Another concern has been about the increase in the divorce rate and the impact it has on children. Neither Harris nor Putnam believe this to be a significant factor. Harris, in fact, goes further to acknowledge that, in traditional societies, death of mothers due to mortality during childbirth or fathers due to wars and accidents was as much or greater than the number of children without parents today. While we bemoan the number of children living in single-family homes, over the long history of civilization, the rate seems to fluctuate but is generally moving in a positive direction with children receiving the benefits of two parents more frequently than not.

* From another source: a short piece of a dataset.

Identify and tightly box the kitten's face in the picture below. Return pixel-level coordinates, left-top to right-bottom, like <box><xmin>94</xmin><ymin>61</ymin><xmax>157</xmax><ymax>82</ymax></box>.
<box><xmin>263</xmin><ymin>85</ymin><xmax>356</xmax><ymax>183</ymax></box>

We’ve moved away from the tight communities that we used to have and the idea that children belong to the community and have a more parental focus than in the past; so there may be a greater need for the parent to support children – but, overall, things are no worse for children than they used to be.

Sidebar: Public Figures

One of the interesting aspects that raised its head but wasn’t directly related to the core topic is the awareness of the public vs. private perception of “celebrities.” Margaret Mead is well-known for her quote, “Never doubt that a small group of thoughtful, committed citizens can change the world; indeed, it’s the only things that ever has.” The use of this quote elevates Margaret Mead. She’s a luminary. She speaks with authority. Except that, when you read the works of others, you find her work tended to be filled with biases. She found what she expected to find. Some degree of this is normal for all researchers; however, Harris points a few places where the tendency rather high. Ekman, in his book Nonverbal Messages, points out similar concerns with Mead’s work.

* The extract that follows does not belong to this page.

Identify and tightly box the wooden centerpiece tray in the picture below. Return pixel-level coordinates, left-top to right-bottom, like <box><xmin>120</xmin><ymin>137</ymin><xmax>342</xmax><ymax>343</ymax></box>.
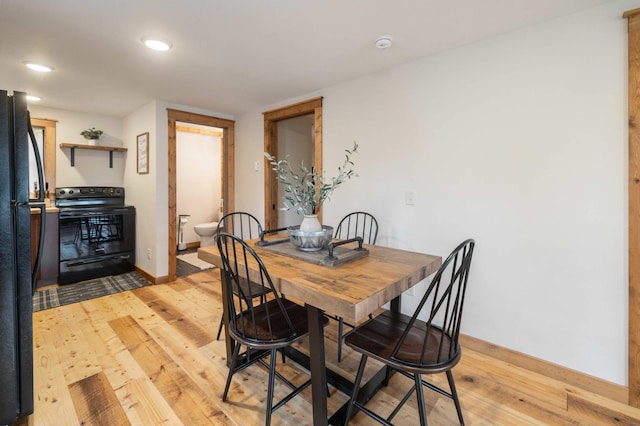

Another figure who is featured in The Nurture Assumption – but indirectly – is Albert Bandura. Bandura is famous for his research on television violence. Harris debunks the myth that television violence causes violence – no matter what the Bobo doll says. (In truth, the research was on observing an adult attack the Bobo doll, not about children watching it on a TV.) In my review of Moral Disengagement, I shared that I didn’t agree with Bandura’s cases. It seems like my concerns about how he makes some of his cases are consistent with others’ concerns.

Circuitous Routes

Harris admits that, of her two children, one took a more or less straight path, and the other took a much more circuitous route. (That’s a parent’s way of saying that they were worried for their children for a long time.) In my – admittedly incomplete – experience with children, I can say that I understand the circuitous route. Some of our children know their path and follow it. Some don’t know their path, but work diligently to move forward to be ready when their path is revealed. Others drift, not yet sure of where they want to latch on or that they even want to walk forward.

The reality is that I can only support and nurture without any control of the outcomes. The outcome of our children isn’t ours to control – it’s theirs. I am not willing to give up on nurturing. Not because of The Nurture Assumption or because I believe that I can control the outcome of their life. Ultimately, it’s because it’s the person I want to be. Whether you make The Nurture Assumption or not is up to you – just be the person you want to be.